A group of 1,000 SNPs was randomly selected from among those that mapped to the finished pig chromosome sequence that represented differing allele frequencies, positions in the contig and depth of reads. An excess of SNPs was selected to allow for multiple SNPs in a contig and to provide enough targets for multiplex assay design. For contigs containing more than one SNP, only one SNP was selected per contig for validation. In addition, SNP were discarded if the contig did not have at least 30 bp on either side of the SNP to allow for amplification primer design. Multiplex assays were designed for the Sequenom MASSARRAY® system using the MASSARRAY® Assay Design software (Sequenom, San Diego, CA, USA). Assays were designed for 192 unique SNP with thirty-two SNPs in each of six multiplexes. Each amplification primer had a 10-base tag added to ensure that the amplification primer masses were outside the range of the allele masses and amplicon lengths with tags were approximately 90 bp.
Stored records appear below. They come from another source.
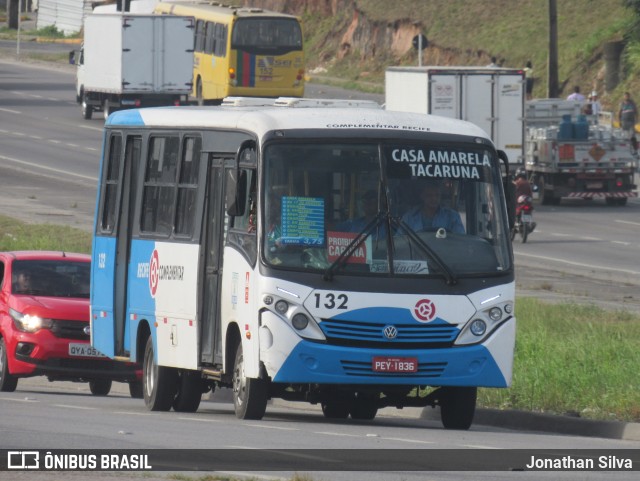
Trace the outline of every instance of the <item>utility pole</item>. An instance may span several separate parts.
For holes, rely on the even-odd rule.
[[[549,0],[549,72],[547,97],[557,98],[560,94],[558,83],[558,9],[556,0]]]

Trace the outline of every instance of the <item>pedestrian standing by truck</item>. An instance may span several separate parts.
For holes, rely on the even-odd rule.
[[[585,97],[580,93],[580,87],[578,85],[573,87],[573,93],[569,94],[569,96],[567,97],[567,100],[576,100],[578,102],[585,101]]]
[[[638,108],[631,98],[629,92],[625,92],[620,102],[620,111],[618,112],[620,127],[624,131],[625,138],[629,139],[633,144],[634,153],[638,151],[638,141],[636,140],[636,121],[638,118]]]
[[[531,60],[528,60],[524,67],[524,78],[527,100],[531,100],[533,98],[533,64]]]

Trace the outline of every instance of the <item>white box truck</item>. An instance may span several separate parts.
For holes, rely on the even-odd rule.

Reaction conditions were performed by iPLEX™ chemistry as recommended by Sequenom. The SNP were genotyped across a panel of 192 animals which included the 21 discovery animals and consisted of about 40 animals each for the Duroc, Landrace and Yorkshire breeds, 29 Hampshire, and 2–7 animals each for the Berkshire, Chester White, European Wild Boar, Fengjing, Meishan, Minzhu, Pietrain, Poland China, and Spotted breeds

Additional data files and information

The sequence and nucleotide variation has been submitted to GenBank dbSTS and dbSNP databases. The Accession Numbers are: [GenBank: BV729586 to BV999999, GF000001 to GF089508 and GF089703 to GF091743]. The SNPs are submitted under the handle MARC in batch number 2008-11-06 [GenBank: ss107796326 to ss107911925].

Additional data is included in the form of three figures (Additional files 1, 2 and 3).